A few unrenovated side alleys remain in the more chaotic style of old, though their days are certainly numbered. Further to the west through the maze of hutong is Liulichang 2 [map] (琉璃厂), literally meaning “glazed tile factory”, a shopping street restored in the 1980s to its original style, which offers a wide range of Chinese arts and crafts with a generous helping of kitsch. Its name derives from the five kilns that were established nearby during the Ming dynasty to provide glazed tiles for the palaces and halls being built in the new Imperial Palace. During the Qing dynasty, the area was inhabited by Chinese officials serving a Manchu government who were not permitted to live in the Tartar City to the north. A thriving economy grew up around the community, catering to the mostly male officials, young men studying for their civil service exams and the many itinerant merchants who passed through here.

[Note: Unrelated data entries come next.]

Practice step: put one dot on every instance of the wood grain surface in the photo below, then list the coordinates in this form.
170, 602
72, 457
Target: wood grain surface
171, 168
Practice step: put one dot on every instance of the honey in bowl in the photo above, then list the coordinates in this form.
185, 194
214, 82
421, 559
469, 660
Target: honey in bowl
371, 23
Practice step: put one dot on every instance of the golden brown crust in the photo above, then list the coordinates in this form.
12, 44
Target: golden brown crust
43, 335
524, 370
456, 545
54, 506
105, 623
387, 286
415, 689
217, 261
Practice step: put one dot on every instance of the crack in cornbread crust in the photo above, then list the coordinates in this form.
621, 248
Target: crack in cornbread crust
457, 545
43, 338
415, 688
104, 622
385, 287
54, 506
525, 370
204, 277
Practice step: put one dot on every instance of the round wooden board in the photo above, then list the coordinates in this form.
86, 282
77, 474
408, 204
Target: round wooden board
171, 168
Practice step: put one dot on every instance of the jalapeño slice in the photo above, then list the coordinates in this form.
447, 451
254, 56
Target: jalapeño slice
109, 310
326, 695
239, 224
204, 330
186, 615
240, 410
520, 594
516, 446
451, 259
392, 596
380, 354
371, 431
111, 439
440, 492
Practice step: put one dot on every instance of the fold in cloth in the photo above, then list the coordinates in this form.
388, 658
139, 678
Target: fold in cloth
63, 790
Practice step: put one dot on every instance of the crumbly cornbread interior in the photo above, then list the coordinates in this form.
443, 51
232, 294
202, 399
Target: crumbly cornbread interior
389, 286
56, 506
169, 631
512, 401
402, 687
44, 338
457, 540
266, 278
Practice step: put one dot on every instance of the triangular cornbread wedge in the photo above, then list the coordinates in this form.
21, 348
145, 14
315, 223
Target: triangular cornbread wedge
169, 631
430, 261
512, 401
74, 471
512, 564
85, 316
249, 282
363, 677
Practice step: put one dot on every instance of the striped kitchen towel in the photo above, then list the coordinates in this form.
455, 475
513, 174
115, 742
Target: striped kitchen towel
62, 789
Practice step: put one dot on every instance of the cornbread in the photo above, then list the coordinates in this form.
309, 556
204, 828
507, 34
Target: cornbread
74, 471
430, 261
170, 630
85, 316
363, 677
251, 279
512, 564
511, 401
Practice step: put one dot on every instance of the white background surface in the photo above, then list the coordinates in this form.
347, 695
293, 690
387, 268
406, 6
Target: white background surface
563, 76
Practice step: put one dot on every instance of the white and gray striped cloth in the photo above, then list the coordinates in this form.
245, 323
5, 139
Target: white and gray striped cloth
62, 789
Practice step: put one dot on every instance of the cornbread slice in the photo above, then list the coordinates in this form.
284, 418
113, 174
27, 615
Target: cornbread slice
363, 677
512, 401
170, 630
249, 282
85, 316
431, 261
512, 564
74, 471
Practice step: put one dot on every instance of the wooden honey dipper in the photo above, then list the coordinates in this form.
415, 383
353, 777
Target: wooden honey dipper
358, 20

“Loo-le-chang appeared to be the ‘Pasternoster Row’ of Peking. The street is nearly a mile in length, and almost every shop in it is a bookseller’s.”
Robert Fortune, 1863
There are many long-established companies on Liulichang. On the eastern stretch are most of the antique (or purported antique) shops. Here you can also find the China Bookstore (at No. 115), with its collection of old books, while Yidege (No. 67) has been selling artists’ and calligraphers’ supplies since 1865. Daiyuexuan (No. 73) is the place to go for quality paintbrushes, which it has been selling since 1916. The western branch of the street has bookshops and art galleries as well as more calligraphic supplies.
Beijing Opera at the Liyuan Theatre.
David Shenkai/Apa Publications
A short distance to the north is the Zhengyici Beijing Opera Theatre (Zhengyici Xilou; 正乙祠戏楼), the oldest Beijing Opera theatre constructed entirely of wood. It was built in the 17th century and has hosted many opera masters, including Mei Lanfang, but was later converted into a hotel, which eventually closed in 1949. Through much effort, the theatre finally reopened in 1995. It can seat 150 people.